Views are breath-taking, jaw dropping beautiful. Some steep climbs challenge our legs and arms but the rewards are amazing, green hills, blue lakes. Breathing the clean air, road climbing through the forest is the Patagonia we imagined.
And then we are faced with how brutal nature can be. The green trees are suddenly gone. Here we enter the area where 2 years ago a natural dam broke and released the debris of a glacier lake. A massive landslide swiped the whole area clean of all vegetation, covering everything with a layer of mud and stones over a distance of 8 km. Even destroying half of Villa Santa Lucia and taking the lives of 22 people. Talking to people you still feel the pain as this is a very small community. What a disaster, 10% of its inhabitants were killed. Road has been cleaned and restored, electricity is working but people are building new fences, are still restoring. Strange feeling. Good to stay here and contribute some money to the society.

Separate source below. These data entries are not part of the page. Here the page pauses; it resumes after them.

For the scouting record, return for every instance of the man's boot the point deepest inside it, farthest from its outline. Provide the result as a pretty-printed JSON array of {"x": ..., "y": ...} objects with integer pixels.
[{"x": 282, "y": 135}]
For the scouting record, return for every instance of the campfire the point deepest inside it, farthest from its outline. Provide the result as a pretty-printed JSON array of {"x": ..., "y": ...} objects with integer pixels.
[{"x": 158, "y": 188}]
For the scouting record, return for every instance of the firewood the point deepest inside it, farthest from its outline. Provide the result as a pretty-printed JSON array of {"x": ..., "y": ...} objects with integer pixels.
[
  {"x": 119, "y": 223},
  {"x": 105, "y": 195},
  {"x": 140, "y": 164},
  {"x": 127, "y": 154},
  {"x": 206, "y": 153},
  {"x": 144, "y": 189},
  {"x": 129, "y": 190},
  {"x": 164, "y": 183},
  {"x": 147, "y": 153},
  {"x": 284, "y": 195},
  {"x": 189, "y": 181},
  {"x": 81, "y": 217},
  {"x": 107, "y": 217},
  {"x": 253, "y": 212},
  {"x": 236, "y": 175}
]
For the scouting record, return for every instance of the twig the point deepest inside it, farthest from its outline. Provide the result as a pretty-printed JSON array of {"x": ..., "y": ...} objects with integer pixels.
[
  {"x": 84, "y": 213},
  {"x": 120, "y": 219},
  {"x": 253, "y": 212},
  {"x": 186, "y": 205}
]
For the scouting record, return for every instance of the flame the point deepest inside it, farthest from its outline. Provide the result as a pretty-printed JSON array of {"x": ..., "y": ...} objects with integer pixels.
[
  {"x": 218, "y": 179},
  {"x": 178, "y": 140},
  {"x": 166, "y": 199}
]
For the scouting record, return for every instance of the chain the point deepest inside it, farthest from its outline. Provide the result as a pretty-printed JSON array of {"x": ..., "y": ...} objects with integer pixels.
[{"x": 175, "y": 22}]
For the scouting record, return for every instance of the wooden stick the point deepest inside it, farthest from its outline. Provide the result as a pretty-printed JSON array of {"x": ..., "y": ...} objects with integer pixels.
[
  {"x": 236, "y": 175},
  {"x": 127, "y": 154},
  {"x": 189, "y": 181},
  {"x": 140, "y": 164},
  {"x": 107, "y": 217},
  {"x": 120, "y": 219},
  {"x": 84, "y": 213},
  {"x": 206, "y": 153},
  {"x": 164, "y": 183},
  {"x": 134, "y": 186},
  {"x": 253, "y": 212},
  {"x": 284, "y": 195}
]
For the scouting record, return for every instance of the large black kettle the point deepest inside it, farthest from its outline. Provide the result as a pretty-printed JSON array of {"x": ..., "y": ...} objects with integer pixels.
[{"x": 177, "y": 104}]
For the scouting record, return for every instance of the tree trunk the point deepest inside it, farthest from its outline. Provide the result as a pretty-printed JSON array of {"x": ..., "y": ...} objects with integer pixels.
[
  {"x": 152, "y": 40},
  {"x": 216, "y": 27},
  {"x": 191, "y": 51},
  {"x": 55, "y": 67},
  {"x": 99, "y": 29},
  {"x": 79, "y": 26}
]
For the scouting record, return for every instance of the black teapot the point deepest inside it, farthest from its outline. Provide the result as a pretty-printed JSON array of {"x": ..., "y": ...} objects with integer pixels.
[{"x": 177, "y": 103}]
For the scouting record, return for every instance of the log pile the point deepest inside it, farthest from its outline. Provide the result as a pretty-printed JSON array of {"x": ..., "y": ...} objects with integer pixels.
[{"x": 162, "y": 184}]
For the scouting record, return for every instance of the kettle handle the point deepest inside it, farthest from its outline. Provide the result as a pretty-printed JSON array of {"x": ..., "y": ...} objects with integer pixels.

After a few days mostly up-hill, days with rain and headwind we are happy to find a warm room in La Junta and stay in a hostal which feels more as a museum, it is also called Casa Museo. Again we are the only guests but in high season it is often fully booked.
Oeps and again a week has passed. It was a week with some planning surprises and extra rest days, with getting the first feeling of Patagonia, with cold, lots of rain and freezing hands, but rewarded with great nature.